Francisco Christovam, presidente da NTU, explicou que parte das reivindicações de funcionários não é atendida porque muitas empresas de transporte estão à beira da falência. Segundo estimativas dele, existiam cerca de 1.800 empresas de ônibus antes da pandemia. Destas, cerca de 220 fecharam as portas ou foram vendidas e pelo menos outras 16 entraram em processo de recuperação judicial – estágio em que uma empresa recorre à Justiça para tentar renegociar suas dívidas.
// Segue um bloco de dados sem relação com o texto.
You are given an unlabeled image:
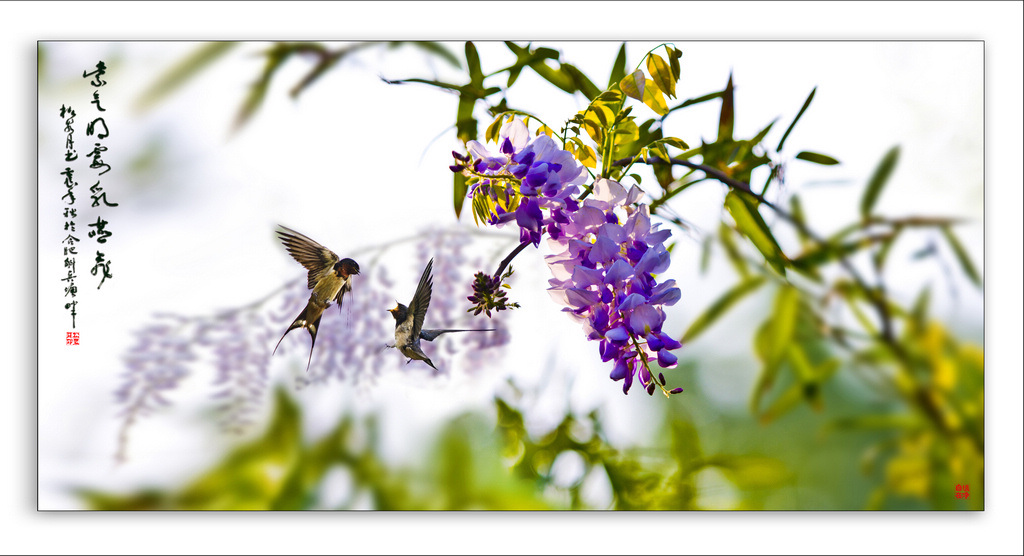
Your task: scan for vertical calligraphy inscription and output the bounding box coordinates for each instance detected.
[82,60,118,290]
[59,104,81,335]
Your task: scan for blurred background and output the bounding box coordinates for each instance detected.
[38,42,984,510]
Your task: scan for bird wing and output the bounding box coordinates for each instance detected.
[278,226,341,290]
[334,277,352,309]
[420,329,495,342]
[407,259,434,339]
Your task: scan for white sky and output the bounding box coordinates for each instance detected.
[4,3,1021,551]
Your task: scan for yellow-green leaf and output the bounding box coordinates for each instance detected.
[618,70,647,101]
[725,191,785,275]
[647,53,676,98]
[860,145,899,218]
[643,79,669,116]
[681,276,765,343]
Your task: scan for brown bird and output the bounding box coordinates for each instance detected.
[273,226,359,371]
[388,259,495,371]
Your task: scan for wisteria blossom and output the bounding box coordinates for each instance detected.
[451,118,682,394]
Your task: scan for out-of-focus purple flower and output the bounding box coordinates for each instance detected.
[115,229,508,460]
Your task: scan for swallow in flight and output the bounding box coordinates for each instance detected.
[388,259,495,371]
[273,226,359,371]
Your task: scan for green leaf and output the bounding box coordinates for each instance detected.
[680,276,765,343]
[452,172,469,219]
[767,286,800,372]
[559,63,601,99]
[708,456,793,489]
[718,222,751,279]
[942,226,981,287]
[608,43,626,89]
[718,73,735,141]
[618,70,647,101]
[466,41,483,86]
[647,53,676,98]
[860,145,899,218]
[746,118,774,146]
[135,41,239,111]
[797,151,839,166]
[755,382,804,423]
[455,94,477,143]
[665,46,683,83]
[775,87,818,152]
[725,190,786,275]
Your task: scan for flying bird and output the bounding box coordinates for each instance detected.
[388,259,495,371]
[271,226,359,371]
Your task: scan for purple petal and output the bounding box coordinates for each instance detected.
[657,349,679,369]
[628,305,665,336]
[565,288,601,308]
[587,237,618,264]
[604,326,630,343]
[657,332,683,349]
[572,265,604,288]
[636,246,671,274]
[604,259,633,285]
[609,359,633,382]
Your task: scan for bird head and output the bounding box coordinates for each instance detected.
[334,259,359,277]
[388,301,409,323]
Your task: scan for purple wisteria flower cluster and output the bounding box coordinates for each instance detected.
[451,119,682,395]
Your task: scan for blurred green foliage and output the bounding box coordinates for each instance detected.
[88,42,984,510]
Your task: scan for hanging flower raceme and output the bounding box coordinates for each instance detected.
[451,119,587,246]
[547,178,682,394]
[451,119,682,394]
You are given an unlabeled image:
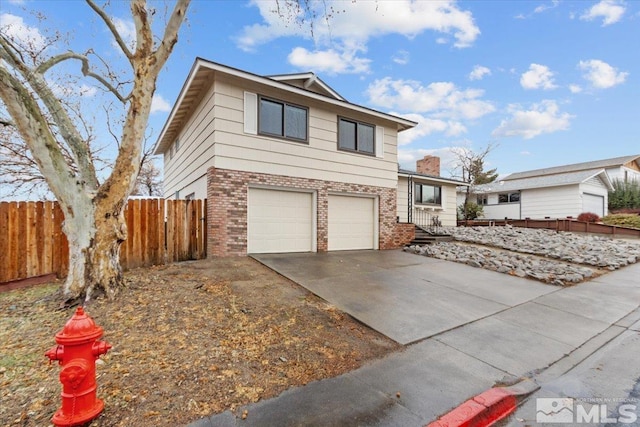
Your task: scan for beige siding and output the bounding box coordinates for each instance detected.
[607,163,640,182]
[521,185,582,219]
[397,177,457,226]
[164,83,217,199]
[164,76,404,198]
[482,201,520,219]
[214,77,397,187]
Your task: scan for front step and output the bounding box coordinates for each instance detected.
[409,225,453,245]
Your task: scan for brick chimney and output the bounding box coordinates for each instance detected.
[416,155,440,176]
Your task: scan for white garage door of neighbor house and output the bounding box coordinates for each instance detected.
[328,195,376,251]
[247,188,314,254]
[582,193,604,217]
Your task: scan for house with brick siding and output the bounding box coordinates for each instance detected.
[154,58,460,256]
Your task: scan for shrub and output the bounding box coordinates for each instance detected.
[578,212,600,222]
[609,179,640,211]
[458,202,484,219]
[602,214,640,228]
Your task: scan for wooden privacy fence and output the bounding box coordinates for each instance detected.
[0,199,207,283]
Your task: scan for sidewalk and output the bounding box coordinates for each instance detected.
[191,264,640,427]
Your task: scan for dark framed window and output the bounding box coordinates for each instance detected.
[413,184,442,205]
[498,191,520,203]
[258,97,309,142]
[338,117,376,155]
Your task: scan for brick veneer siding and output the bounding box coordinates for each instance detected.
[393,222,416,248]
[207,168,413,256]
[416,155,440,176]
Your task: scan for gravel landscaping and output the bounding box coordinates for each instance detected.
[405,226,640,286]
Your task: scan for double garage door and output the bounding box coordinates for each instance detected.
[247,188,377,253]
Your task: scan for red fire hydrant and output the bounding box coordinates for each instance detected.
[45,307,111,426]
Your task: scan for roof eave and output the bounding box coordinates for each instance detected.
[153,57,418,155]
[398,170,469,187]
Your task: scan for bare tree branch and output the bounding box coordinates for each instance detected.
[0,35,98,190]
[86,0,133,62]
[0,63,75,204]
[34,52,129,104]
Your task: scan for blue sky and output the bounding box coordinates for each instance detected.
[0,0,640,181]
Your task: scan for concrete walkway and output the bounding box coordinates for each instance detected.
[192,251,640,427]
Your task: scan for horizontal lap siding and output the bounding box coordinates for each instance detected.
[398,177,457,227]
[214,78,397,191]
[521,185,582,219]
[163,83,218,198]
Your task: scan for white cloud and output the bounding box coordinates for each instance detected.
[569,85,582,93]
[287,47,371,74]
[491,100,575,139]
[580,0,626,27]
[469,65,491,80]
[367,77,495,120]
[520,64,557,90]
[236,0,480,62]
[533,0,560,13]
[151,93,171,114]
[390,112,467,146]
[112,18,136,50]
[578,59,629,89]
[391,50,409,65]
[0,13,46,51]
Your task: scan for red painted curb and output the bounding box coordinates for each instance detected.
[428,387,518,427]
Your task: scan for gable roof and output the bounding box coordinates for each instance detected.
[267,72,346,101]
[502,154,640,181]
[398,169,469,187]
[153,57,417,154]
[473,169,613,194]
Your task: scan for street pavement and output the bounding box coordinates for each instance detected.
[191,251,640,427]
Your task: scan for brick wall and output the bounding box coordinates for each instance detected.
[416,155,440,176]
[207,168,404,256]
[392,222,416,249]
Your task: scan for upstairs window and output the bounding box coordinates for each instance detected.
[258,98,308,141]
[338,118,376,155]
[498,192,520,203]
[413,184,442,206]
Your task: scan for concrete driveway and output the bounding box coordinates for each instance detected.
[253,250,560,344]
[191,251,640,427]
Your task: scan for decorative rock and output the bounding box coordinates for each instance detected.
[405,226,640,286]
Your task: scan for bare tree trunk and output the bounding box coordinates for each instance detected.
[63,201,127,302]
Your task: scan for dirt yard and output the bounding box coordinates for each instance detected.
[0,258,399,427]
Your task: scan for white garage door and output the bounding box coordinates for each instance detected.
[247,188,314,254]
[582,193,604,217]
[328,195,376,251]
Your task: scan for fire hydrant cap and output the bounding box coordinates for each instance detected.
[56,307,103,345]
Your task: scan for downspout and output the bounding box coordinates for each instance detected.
[407,175,413,224]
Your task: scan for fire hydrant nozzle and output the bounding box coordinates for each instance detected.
[45,307,111,427]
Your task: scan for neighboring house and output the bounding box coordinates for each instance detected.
[154,58,462,256]
[505,154,640,186]
[458,155,640,219]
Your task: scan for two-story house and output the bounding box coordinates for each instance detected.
[154,58,459,256]
[458,155,640,219]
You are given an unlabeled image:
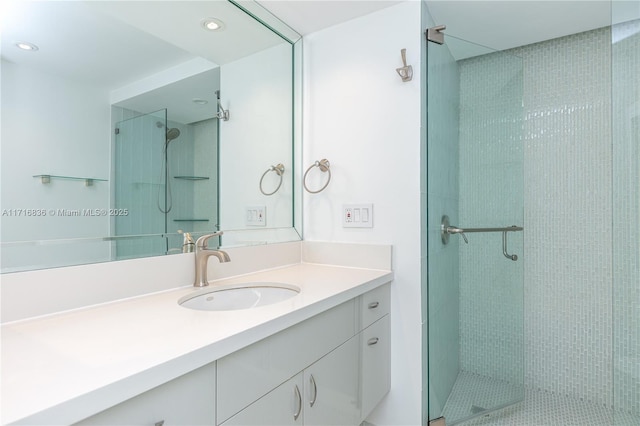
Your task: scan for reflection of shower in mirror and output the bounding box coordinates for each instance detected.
[156,121,180,144]
[156,121,180,214]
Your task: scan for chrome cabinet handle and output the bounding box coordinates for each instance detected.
[309,374,318,407]
[293,385,302,420]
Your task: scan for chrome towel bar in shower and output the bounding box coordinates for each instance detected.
[440,215,524,261]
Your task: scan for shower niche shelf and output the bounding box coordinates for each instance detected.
[173,176,209,181]
[33,175,108,186]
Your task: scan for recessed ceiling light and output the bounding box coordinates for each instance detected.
[202,18,224,31]
[16,41,38,52]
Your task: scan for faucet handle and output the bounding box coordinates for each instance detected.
[196,231,224,249]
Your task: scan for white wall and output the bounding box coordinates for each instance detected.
[1,61,110,268]
[303,1,423,425]
[219,43,293,243]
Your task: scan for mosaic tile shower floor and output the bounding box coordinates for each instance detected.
[444,372,640,426]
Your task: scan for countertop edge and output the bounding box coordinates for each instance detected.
[7,270,394,425]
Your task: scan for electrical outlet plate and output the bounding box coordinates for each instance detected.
[342,204,373,228]
[245,206,267,226]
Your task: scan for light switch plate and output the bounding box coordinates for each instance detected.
[342,204,373,228]
[244,206,267,226]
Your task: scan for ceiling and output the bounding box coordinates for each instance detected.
[258,0,640,50]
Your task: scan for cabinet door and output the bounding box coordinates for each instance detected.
[304,336,360,426]
[77,362,216,426]
[360,315,391,420]
[222,373,304,426]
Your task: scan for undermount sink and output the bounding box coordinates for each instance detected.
[178,282,300,311]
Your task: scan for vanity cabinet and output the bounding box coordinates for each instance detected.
[222,337,360,426]
[76,362,216,426]
[217,285,391,426]
[72,284,390,426]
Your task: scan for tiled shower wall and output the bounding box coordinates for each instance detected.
[612,18,640,416]
[460,29,613,405]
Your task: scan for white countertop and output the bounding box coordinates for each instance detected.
[0,263,393,424]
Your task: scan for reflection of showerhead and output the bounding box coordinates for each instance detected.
[167,127,180,143]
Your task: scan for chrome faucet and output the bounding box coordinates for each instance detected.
[193,231,231,287]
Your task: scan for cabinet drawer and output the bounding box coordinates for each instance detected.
[76,362,216,426]
[360,315,391,420]
[359,284,391,330]
[217,300,356,424]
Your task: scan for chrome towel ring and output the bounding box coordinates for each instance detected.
[302,158,331,194]
[260,163,284,196]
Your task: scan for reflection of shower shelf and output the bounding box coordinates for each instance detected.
[33,175,107,186]
[173,176,209,180]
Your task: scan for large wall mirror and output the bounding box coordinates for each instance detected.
[0,0,301,273]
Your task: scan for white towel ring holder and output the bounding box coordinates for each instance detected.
[260,163,284,196]
[302,158,331,194]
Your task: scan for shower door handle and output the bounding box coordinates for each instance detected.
[502,231,518,262]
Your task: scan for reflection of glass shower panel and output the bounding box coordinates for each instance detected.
[427,36,524,425]
[113,110,167,259]
[611,13,640,426]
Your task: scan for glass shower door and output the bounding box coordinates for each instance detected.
[112,109,170,259]
[423,35,525,425]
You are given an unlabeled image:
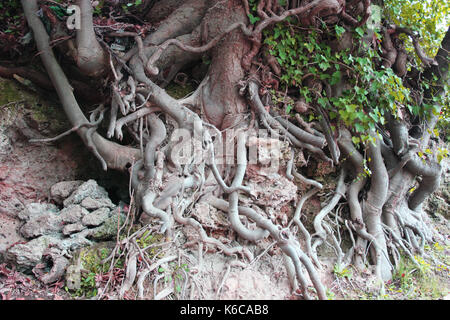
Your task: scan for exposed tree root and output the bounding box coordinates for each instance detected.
[20,0,448,299]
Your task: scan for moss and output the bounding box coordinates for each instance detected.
[0,79,70,135]
[91,214,125,241]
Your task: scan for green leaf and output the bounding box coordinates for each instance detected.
[334,25,345,38]
[355,27,364,37]
[352,137,361,145]
[330,70,342,86]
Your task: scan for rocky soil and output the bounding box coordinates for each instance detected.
[0,79,450,300]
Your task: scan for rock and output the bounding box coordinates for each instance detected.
[50,180,83,203]
[5,236,60,272]
[81,208,110,227]
[59,204,89,224]
[39,247,69,284]
[65,242,115,291]
[62,222,86,236]
[20,213,63,239]
[63,179,108,207]
[0,78,89,217]
[17,202,58,221]
[81,197,115,210]
[88,212,126,241]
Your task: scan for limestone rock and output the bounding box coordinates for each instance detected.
[5,236,60,271]
[17,202,58,221]
[59,204,89,224]
[20,213,63,239]
[50,180,83,203]
[63,179,108,207]
[81,197,115,210]
[62,222,86,236]
[81,208,110,227]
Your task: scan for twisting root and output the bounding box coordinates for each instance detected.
[208,197,326,299]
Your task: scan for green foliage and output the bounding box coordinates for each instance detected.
[262,0,450,149]
[384,0,450,60]
[264,22,413,143]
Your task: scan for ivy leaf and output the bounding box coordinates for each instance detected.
[355,27,364,37]
[352,137,361,145]
[330,70,342,86]
[334,25,345,38]
[355,122,365,133]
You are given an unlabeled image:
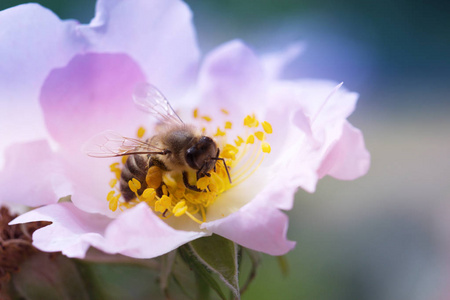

“O empresário quer pagar tudo, recolher o previsto na CLT [Consolidação das Leis do Trabalho], mas a situação está insustentável”, disse Christovam. “Já sofríamos com a concorrência dos aplicativos. Depois veio a pandemia e agora o aumento do preço do combustível.”

“Conta não fecha”

Christovam explicou que, na pandemia, o volume de passageiros transportados por ônibus caiu 80% e afetou a receita das empresas. Com o fim do isolamento, a busca pelo transporte aumentou, mas ainda está 20% abaixo do que era e não deve crescer mais, já que muita gente passou a trabalhar e estudar de casa.

Fora isso, o preço do diesel praticamente dobrou. Durante o isolamento, o litro do combustível custava R$ 3,80. Hoje, custa quase R$ 7,50.

Christovam afirmou que esse diesel representa 30% do custo das empresas, que é geralmente coberto pela receita das passagens do ônibus.

Fazendo uma conta simples, se antes da pandemia uma passagem custava R$ 3, R$ 1 era referente ao diesel. Se o preço do diesel dobrou, as contas da NTU indicam que essa passagem deveria subir R$ 1. Esse aumento seria de 33%, índice que nenhum prefeito tem condições políticas de anunciar, principalmente num ano eleitoral.

A falta de passageiros e a alta dos custos causaram prejuízos de R$ 25,7 bilhões a empresas de transporte, de 2020 a 2022, de acordo com a NTU. Só não foi maior, segundo Christovam, porque as prefeituras entenderam a gravidade da situação e passaram a subsidiar com recursos públicos o funcionamento do transporte público.

“Antes da pandemia, São Paulo, Curitiba e Brasília subsidiavam o transporte. Hoje, são mais de 250 cidades Brasil afora. Eles entenderam que só o pago pelo usuário não mantém o sistema”, afirmou.

Vai melhorar?

Christovam, inclusive, disse que o subsídio do poder público deverá se tornar prática padrão em todas as cidades do país. Segundo ele, essa é a única forma de os municípios manterem o serviço público funcionando com menos passageiros e combustível caro.

Nisso, aliás, empresários e trabalhadores concordam. Segundo o sindicalista Paulinho, a decadência econômica brasileira atingiu de forma especial o transporte público.

Para ele, se o país não gerar empregos, dinamizar sua economia e mudar a política de preços da Petrobras, a tendência é que os problemas persistam. As consequências devem, por fim, onerar os cofres públicos, os trabalhadores e os usuários.

“Essa questão do diesel acompanhar o preço do dólar não funciona”, afirmou. “Enquanto o país não rever a os encaminhamento da economia, nós vamos passar por essa situação, e ela tende a piorar.”